Simon Grab

Overcome the darkness Swiss-style

Photo: Aline d’Auria

Who They?

Simon Grab is the Swiss producer on a mission to shock you into action. Through garbling electronics and sharp sound design, he’s out to make “the soundtrack for the posthuman age, when new species arise and take over earth”. Past releases like EP ‘Extinction’ and ‘Anthropocene Panic’ show an artist unquestionably concerned with the end of times, but Grab’s music isn’t yet another eco-fatalist cinematic ode to oblivion. “Our sounds are war sirens against an ongoing disaster,” he says. 

Why Simon Grab?

His latest album ‘[No] Surrender’ – a collaboration with Italian sociologist and experimental guitarist Francesco Giudici – is true to form. It blends the delicately plucked drone of an Oren Ambarchi tone with the china-rattling electronic throbs of Alessandro Cortini.
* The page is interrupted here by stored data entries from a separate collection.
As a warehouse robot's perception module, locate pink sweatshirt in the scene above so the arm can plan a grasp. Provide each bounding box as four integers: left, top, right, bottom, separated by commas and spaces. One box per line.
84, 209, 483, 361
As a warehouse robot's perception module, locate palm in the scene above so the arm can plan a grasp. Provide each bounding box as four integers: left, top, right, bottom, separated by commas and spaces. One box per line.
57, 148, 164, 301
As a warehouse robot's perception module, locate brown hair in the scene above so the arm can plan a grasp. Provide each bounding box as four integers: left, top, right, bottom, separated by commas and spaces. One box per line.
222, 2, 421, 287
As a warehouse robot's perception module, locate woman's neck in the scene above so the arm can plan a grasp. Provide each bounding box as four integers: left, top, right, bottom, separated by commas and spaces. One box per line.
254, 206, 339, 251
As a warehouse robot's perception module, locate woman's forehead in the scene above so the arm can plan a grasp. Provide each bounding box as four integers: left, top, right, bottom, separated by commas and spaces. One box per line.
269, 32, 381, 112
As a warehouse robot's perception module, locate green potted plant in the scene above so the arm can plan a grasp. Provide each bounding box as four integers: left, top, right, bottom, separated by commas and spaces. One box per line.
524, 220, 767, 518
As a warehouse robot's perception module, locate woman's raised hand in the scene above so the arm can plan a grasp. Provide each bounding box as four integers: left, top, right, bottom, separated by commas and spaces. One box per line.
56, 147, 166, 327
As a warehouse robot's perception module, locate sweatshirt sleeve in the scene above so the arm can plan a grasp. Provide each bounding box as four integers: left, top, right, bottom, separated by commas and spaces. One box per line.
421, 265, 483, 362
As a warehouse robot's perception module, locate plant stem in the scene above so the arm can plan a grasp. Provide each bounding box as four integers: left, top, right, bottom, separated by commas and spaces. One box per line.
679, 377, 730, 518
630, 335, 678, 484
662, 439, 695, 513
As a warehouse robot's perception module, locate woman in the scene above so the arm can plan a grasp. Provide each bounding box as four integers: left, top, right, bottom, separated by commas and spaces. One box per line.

Grab has spoken before of abusing his hardware, forcing him to rely on inexpensive Behringer mixers for live sets because of his fondness for throwing faders alarmingly far into the red. This tendency is viscerally evident on the track ‘Sirens’, where a noise blares unrelentingly, sounding like the Death Star turning on its axis.“‘[No] Surrender’ calls for awareness, resilience, and space for reflections,” says Grab. “It’s a story about mankind being trapped in a world poisoned by a failed system of power. It’s an urgent call to overcome the darkness.”

Tell Us More…

Another EP from Grab’s back catalogue that’s worth a listen is ‘Black Revolution’, released last year on Bristol label LAVALAVA. Made with regular collaborator, the Togolese lyricist Yao Bobby, who rattles over Grab’s discursive beat with venom and velocity, it refigures a decomposing beat with revolutionary speeches and field recordings taken during the pulling down of the Colston, Colombus and Leopold II statues across the world. If you need a bit more urgency in your life, look no further.